Pengamat kebijakan dan politik, Djoko Edhie S Abdurrahman, mengatakan bahwa Joko Widodo mengandaikan diri seperti sultan. Istilah sultan di Indonesia merupakan hasil adopsi raja-raja nusantara.
Semua sultan, jelas Djoko Edhie, bersumber dari UU Din U Devlet atau UU Khilafat yang dipakai oleh Kerajaan Turki Utsmani. UU ini terakhir digunakan oleh Kaisar terakhir Kerjaan Turki Usmani Lama, Sultan Mahmud II.
Sultan Mahmud II ini digulingkan oleh mereka yang mau membatalkan UU Din U Devlet. UU ini dibatalkan karena terlalu banyak pasal yang menyatakan bahwa seorang sultan tak pernah berdosa.
Menariknya, jelas Djoko Edhie, pasal yang menyatakan sultan tak berdosa ini justru menarik bagi raja-raja Nusantara. Raja-raja di Nusantara pun mengubah gelar raja menjadi sultan. Termasuk di dalamnya Sultan Mataram.
"Jokowi mengandaikan dirinya menjadi Sultan Agung. Menurut saya bagi-basi sembako yang dilakukaya adalah ritual Mataraman yg disebut kemisan, karena hari puncaknya hari kamis malam Jumat," kata Djoko Edhie, yang juga mantan anggota DPR, dalam keterangan beberapa saat lalu (Kamis, 28/7).

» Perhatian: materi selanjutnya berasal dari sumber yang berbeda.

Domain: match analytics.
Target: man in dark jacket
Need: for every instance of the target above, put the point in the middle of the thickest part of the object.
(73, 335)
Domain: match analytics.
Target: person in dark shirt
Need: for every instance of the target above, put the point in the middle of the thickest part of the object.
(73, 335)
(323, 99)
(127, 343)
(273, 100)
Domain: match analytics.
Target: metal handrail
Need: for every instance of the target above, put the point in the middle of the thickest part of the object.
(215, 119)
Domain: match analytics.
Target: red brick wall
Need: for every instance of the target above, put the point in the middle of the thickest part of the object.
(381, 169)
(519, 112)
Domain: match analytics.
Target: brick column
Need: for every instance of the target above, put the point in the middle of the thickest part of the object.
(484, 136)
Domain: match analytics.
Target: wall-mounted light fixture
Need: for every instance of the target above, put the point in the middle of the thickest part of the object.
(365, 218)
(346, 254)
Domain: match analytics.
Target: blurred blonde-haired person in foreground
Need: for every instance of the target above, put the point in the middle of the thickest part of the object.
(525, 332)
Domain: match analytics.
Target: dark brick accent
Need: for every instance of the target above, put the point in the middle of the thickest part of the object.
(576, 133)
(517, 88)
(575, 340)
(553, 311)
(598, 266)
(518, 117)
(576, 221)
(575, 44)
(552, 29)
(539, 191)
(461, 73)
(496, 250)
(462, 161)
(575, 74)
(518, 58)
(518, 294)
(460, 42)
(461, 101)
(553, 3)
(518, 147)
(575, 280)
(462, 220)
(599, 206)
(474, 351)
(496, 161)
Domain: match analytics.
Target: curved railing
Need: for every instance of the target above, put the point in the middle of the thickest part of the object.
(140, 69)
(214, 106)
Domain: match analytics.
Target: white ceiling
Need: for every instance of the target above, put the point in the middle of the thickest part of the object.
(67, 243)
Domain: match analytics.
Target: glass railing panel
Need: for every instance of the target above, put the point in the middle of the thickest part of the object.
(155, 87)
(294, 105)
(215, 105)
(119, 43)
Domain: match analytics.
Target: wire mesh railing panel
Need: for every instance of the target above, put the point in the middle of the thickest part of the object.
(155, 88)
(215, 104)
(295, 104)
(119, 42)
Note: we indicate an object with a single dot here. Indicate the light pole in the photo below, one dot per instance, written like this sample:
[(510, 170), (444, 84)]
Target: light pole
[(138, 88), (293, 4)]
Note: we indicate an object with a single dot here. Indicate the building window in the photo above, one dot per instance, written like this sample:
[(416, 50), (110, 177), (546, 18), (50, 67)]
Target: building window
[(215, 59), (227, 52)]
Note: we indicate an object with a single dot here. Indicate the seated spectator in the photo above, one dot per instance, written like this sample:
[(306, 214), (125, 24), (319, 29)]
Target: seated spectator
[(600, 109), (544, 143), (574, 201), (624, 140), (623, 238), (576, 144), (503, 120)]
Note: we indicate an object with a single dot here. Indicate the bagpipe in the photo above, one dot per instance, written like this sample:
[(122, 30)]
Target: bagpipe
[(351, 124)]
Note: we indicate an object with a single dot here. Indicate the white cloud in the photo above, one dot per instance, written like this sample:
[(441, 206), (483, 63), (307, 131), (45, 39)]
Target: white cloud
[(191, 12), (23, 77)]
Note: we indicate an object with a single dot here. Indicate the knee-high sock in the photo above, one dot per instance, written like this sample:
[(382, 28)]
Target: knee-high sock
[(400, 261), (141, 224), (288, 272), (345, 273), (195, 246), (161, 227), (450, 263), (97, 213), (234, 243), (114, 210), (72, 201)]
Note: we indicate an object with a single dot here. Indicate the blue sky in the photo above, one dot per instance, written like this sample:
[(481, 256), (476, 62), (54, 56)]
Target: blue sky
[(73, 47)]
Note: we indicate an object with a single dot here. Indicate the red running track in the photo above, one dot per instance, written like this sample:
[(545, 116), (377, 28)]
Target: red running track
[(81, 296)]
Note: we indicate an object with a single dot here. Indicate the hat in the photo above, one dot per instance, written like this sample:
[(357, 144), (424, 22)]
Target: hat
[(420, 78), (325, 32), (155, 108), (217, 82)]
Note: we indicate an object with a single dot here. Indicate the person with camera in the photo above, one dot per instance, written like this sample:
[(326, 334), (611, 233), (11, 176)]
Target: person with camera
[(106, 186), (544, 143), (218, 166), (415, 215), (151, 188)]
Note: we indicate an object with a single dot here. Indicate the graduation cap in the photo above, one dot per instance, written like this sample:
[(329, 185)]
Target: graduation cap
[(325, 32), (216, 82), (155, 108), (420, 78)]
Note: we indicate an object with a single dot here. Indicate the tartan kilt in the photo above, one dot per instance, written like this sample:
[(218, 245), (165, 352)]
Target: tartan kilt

Dalam tradisi kemisan ini, sambung Djoko Edhie, sultan mengundang masyarakat dari luar tembok Istana, yang disebut kalangan sukrasana atau jelata. Masyarakat sukrasana yang hadir dan dapat sembako disebut pengemis.
"Karena Jokowi sudah kepepet, ia bikin ritual bagi-bagi sembako. Itu untuk mengambil pulung (energi gaib) dan bajra dari Prabu Mataram secara mancapat mancalimo. Agar selamat," demikian Djoko Edhie.